At 57, retiree would get $94K a year increasing to $204K a year over time
When Flint Community Schools Superintendent Linda Thompson made news that she was going to retire, what was missed was the fiscal impact of her leaving the school system.
Thompson worked 36 years for the Flint school district and will be 57 when she retires. A public school employee who worked 36 years for Flint schools and made Thompson's average salary of $175,649 the past three years would earn a pension of $94,850 a year.
If that 57-year-old retiree received a pension for the 26 years of his or her life expectancy with a 3 percent cost of living annual increase, it would grow to $204,552 a year.

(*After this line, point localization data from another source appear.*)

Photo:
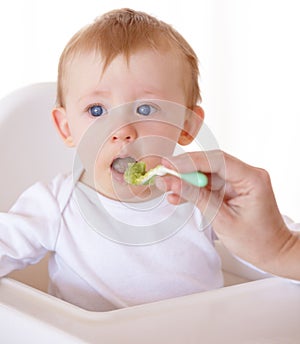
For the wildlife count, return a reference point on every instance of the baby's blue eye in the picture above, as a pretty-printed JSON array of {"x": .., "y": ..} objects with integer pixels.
[
  {"x": 96, "y": 110},
  {"x": 146, "y": 109}
]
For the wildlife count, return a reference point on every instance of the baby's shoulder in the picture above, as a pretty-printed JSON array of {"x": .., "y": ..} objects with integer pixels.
[{"x": 61, "y": 188}]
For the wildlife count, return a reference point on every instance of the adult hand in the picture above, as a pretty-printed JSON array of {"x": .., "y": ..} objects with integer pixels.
[{"x": 242, "y": 206}]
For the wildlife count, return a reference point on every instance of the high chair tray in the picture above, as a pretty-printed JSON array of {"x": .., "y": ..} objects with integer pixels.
[{"x": 265, "y": 311}]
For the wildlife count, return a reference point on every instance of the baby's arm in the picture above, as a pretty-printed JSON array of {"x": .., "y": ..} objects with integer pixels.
[{"x": 29, "y": 229}]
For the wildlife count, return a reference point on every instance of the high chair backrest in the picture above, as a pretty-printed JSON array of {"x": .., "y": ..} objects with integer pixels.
[{"x": 30, "y": 148}]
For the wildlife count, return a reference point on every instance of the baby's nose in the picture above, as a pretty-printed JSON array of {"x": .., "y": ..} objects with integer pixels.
[{"x": 127, "y": 134}]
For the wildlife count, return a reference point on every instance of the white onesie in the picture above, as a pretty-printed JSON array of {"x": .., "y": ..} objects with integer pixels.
[{"x": 92, "y": 271}]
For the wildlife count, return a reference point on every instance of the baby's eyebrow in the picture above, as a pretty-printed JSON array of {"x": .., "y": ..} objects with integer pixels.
[{"x": 96, "y": 93}]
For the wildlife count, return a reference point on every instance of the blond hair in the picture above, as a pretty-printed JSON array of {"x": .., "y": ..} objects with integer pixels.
[{"x": 125, "y": 31}]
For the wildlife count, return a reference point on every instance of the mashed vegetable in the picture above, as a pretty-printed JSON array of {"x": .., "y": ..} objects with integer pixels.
[{"x": 134, "y": 172}]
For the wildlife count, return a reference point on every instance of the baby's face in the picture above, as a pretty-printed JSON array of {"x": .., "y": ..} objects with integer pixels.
[{"x": 123, "y": 115}]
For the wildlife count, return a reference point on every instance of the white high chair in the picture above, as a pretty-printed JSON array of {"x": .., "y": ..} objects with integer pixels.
[{"x": 249, "y": 312}]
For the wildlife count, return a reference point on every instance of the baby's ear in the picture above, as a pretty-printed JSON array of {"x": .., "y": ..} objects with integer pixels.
[
  {"x": 192, "y": 125},
  {"x": 61, "y": 123}
]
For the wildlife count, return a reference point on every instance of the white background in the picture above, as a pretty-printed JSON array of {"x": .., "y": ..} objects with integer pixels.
[{"x": 249, "y": 52}]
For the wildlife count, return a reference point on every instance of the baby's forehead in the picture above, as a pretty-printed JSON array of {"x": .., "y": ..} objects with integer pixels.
[{"x": 94, "y": 59}]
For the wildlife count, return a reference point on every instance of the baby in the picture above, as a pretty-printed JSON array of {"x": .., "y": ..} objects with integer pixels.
[{"x": 127, "y": 91}]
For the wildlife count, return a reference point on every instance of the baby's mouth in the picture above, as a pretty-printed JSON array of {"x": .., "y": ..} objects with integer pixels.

"They are getting lavish benefits from an underfunded pension system,” said James Hohman, a fiscal policy analyst with the Mackinac Center for Public Policy. "But the terms are the terms. The problem with the pension system is the politicians don’t put enough money aside for it. It's not her fault that politicians can't be trusted to manage a pension."
Thompson's benefits are part of the guarantees written into the contracts she worked under in her time in the district. The generous terms highlight the need for serious reform of the taxpayer-funded teacher pensions systems.
The Michigan Public School Employees' Retirement System’s unfunded liability has reached $22.4 billion. One reason is the state tacks on a 3-percent annual cost of living adjustment to many of the pensions of public school retirees.
The state law was changed in 2010 so that public school employees hired from July 1, 2010 and after do not get the 3 percent cost of living adjustment.
A 2010 study done by the Mackinac Center for Public Policy found that only 6 of 24 major private companies in Michigan had a defined benefit pension plan similar to what teachers are offered. And none of the 24 private companies offered cost-of-living increases.